Ныряю.
Поединок
Шнур, все более раскаляясь, пронизывал серую топь, в которой нечем было дышать и незачем — думать. Я думал, что повторю прежний путь, но почему-то вынырнул почти сразу, и увиденное было таким неожиданным, что я на мгновение решил, что меня вытолкнуло назад, и ничего больше не получится.
Был я — и не я. Я удобно сидел на стуле, откинувшись на высокую спинку. Комната была маленькая, грязно побеленная, в зарешеченное окно слева сквозь пыльное стекло тускло светила рыжеватая вечерняя луна, передо мной на письменном столе, старом, но прочном, лежала тоненькая папочка с бумагами. У противоположной от окна стены стояч массивный, уверенный в себе, сейф. На табурете, не у стола, а поодаль, на полпути к закрытой двери, сидел, согнувшись, человек в жеванном костюме, имевшем когда-то светлокоричневый цвет, а сейчас более похожем на тряпку, о которую долго вытирали ноги. Руки мужчины лежали на коленях, лицо — узкое, с нелепыми кустистыми бровями — выглядело бы смешным, если бы не трагический взгляд огромных глаз. Глаза мужчины закрывались, и я, не меняя позы, сказал коротко и жестко:
— Не спать!
Я вовсе не повышал голоса, но мужчина вздрогнул, мгновенно выпрямился. Чтобы он окончательно проснулся — работать нам предстояло долго, всю ночь, — я включил настольную лампу (в патрон сегодня ввернули новую, более мощную, завхоз сделал это лично для меня, хорошая лампа, свечей триста) и направил свет в лицо мужчине. Он быстро заморгал, но взгляда не отвел, рефлексы работали слава Богу, не первую ночь мы вот так сидели друг перед другом, беседовали. Я многое знал о нем, он обо мне — гораздо меньше, хотя иногда мне казалось, что он читает мысли, провидит будущее и знает прошлое, и от этого ощущения мне хотелось коротко взвыть и хрястнуть его по нелепому черепу чем-нибудь тяжелым, чтобы мозги прыснули, и тогда я, возможно, узнал бы, о чем он думает.
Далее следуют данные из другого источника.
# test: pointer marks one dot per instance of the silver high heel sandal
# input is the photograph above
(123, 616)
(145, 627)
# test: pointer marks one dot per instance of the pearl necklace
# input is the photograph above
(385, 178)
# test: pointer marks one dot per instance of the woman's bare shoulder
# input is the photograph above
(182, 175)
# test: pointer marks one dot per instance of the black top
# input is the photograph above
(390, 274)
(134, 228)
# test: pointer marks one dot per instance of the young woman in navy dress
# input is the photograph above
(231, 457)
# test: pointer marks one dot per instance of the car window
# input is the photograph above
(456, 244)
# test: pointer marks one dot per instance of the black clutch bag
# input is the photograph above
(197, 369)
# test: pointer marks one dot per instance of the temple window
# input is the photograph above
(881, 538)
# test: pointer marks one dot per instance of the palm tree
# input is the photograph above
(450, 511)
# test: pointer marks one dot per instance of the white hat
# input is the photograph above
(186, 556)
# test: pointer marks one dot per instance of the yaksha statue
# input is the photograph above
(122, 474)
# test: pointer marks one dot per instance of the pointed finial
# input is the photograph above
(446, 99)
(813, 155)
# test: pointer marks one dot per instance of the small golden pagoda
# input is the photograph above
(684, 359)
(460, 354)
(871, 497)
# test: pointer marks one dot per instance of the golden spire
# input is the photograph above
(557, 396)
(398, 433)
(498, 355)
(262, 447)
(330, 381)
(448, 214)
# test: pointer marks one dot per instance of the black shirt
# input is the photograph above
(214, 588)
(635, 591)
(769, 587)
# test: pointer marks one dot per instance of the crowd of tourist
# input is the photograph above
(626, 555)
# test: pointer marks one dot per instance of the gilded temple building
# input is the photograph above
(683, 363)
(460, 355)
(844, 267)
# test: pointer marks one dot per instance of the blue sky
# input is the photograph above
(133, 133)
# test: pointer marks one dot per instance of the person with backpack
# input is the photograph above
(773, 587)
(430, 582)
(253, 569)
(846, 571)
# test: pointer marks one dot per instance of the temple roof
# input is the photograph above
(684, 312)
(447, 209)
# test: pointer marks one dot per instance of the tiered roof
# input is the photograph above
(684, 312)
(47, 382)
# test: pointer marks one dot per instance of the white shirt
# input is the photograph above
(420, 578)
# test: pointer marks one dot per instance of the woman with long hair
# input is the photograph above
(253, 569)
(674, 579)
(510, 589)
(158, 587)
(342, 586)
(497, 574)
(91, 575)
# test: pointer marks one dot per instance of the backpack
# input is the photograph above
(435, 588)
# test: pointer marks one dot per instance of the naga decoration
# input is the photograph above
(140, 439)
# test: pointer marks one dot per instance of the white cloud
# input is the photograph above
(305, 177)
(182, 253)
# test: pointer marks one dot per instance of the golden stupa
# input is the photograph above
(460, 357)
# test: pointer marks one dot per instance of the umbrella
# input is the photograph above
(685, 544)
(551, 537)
Я придвинул к себе бланк, обмакнул в чернильницу перо, испачкал кончики пальцев (завхоз, подлюга, опять долил до краев), написал привычно, как уже третью неделю писал почти каждый вечер: «Мильштейн Яков Соломонович, 48 лет, беспартийный, еврей».
— Рассказывайте!
Мильштейн поднял на меня удивленный взгляд (он ждал других слов? Так начинался наш разговор всегда, ничего сегодня не изменилось).
— О чем? — вопрос тоже давно стал традиционным, как и мой ответ:
— О вашей антисоветской деятельности в пользу международного сионизма.
Что я говорю? Кто я? Где?
Впрочем, шок уже прошел, и я прекрасно понимал — что, где и даже когда. Я — я — взвесил на ладони тяжелую пепельницу, чтобы этот плешивый Мильштейн увидел и оценил. Вспомнил, что и в этом жесте нет ничего нового — ритуал бесед был отработан, и каждую ночь я позволял появляться в наших отношениях только одному (не более!) штриху, но именно этот штрих в силу своей неожиданности и отклонения от сценария выводил Мильштейна из себя и позволял мне продвинуться на один небольшой шаг. Шаг — сегодня, шаг — завтра, время есть; из шагов складывается дорога.
За кого я думал? За себя — Лесницкого? Или за следователя МГБ Лукьянова Сергея Сергеевича, тридцати трех лет (возраст Христа, самое время подумать о грехах, а не плодить новые), десять лет в органах, с начала войны, в первый же день призван — одних на фронт, других — сюда. Работа как работа. Корчевать. Потому что социалистическое государство должно быть идеально чистым. Невозможно строить коммунизм с людьми, думающими по-старому и объективно льющими воду на мельницу мирового империализма. Тем более, что этот Мильштейн мне с самого начала не понравился. Гнилой какой-то. Не знаю, каким он был на воле физиком, но здесь, в роли изменника-космополита, он больше на своем месте.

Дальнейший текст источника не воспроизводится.